As a family, they commit to two volunteer activities each year: Oh Christmas Free and HHTH. Oh Christmas Free is a December event "where parents of kids who attend KidsAbility can drop off their child and then have some time on their own" Rob and Michelle work on crafts with special needs children while Colin and Corey cover the bouncy castle.
In 2019, the Way family received the Elaine Ormston Outstanding Support Butterfly Award for their KidsAbility event. Michelle was presented the Waterloo Region Canada Life Game Changer Award for her work with HHTH.
"Staying driven during the pandemic was easy," he said. "The charities providing the shelter beds needed our help more than ever.

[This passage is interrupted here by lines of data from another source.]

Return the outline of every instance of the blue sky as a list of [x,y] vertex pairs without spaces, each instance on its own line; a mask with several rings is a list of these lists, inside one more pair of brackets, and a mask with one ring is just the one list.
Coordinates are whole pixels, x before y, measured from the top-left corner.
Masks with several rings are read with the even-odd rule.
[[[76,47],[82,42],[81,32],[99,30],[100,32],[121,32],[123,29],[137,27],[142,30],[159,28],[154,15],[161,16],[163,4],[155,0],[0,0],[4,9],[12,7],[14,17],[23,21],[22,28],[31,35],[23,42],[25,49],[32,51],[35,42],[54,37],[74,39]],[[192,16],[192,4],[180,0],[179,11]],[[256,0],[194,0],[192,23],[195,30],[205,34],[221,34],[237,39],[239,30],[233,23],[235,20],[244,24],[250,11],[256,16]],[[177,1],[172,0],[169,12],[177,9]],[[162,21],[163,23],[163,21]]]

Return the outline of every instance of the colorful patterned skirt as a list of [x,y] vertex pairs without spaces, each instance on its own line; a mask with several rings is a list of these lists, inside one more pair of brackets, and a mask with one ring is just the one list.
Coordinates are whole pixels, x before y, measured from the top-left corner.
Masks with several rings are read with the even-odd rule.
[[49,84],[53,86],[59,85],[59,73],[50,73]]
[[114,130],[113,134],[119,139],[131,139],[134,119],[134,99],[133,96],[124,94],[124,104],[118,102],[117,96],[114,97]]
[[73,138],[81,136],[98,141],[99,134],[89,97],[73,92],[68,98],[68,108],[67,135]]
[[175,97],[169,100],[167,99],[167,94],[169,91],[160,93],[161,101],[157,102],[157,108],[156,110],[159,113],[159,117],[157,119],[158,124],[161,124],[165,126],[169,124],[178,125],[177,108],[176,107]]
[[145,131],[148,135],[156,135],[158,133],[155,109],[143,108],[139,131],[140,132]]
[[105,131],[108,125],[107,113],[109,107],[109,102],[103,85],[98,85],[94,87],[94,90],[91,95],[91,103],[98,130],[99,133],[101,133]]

It wasn't an option to donate less than last year." The Emergency Shelter Network currently includes 317 adult beds and 38 youth beds across the Region. "That includes a number of temporary and overflow spaces set up to deal with COVID-19."
Back to the benefits of kindness.
According to Dacher Keltner, professor of psychology at the University of California and author of Born to Be Good: The Science of a Meaningful Life, humans have evolved "with remarkable tendencies toward kindness, play, generosity, reverence and self-sacrifice" vital to "survival, gene replication and smooth functioning groups."
It is suggested that empathetic role models, like Way, who demonstrate kindness are instrumental in ensuring humankind's preservation – especially during a crisis.
"When you do things to make a positive change in someone else's life, you are also contributing to how you feel about yourself," added Way. "I can honestly say that I have never observed someone doing something good for someone else, not having a smile on their face."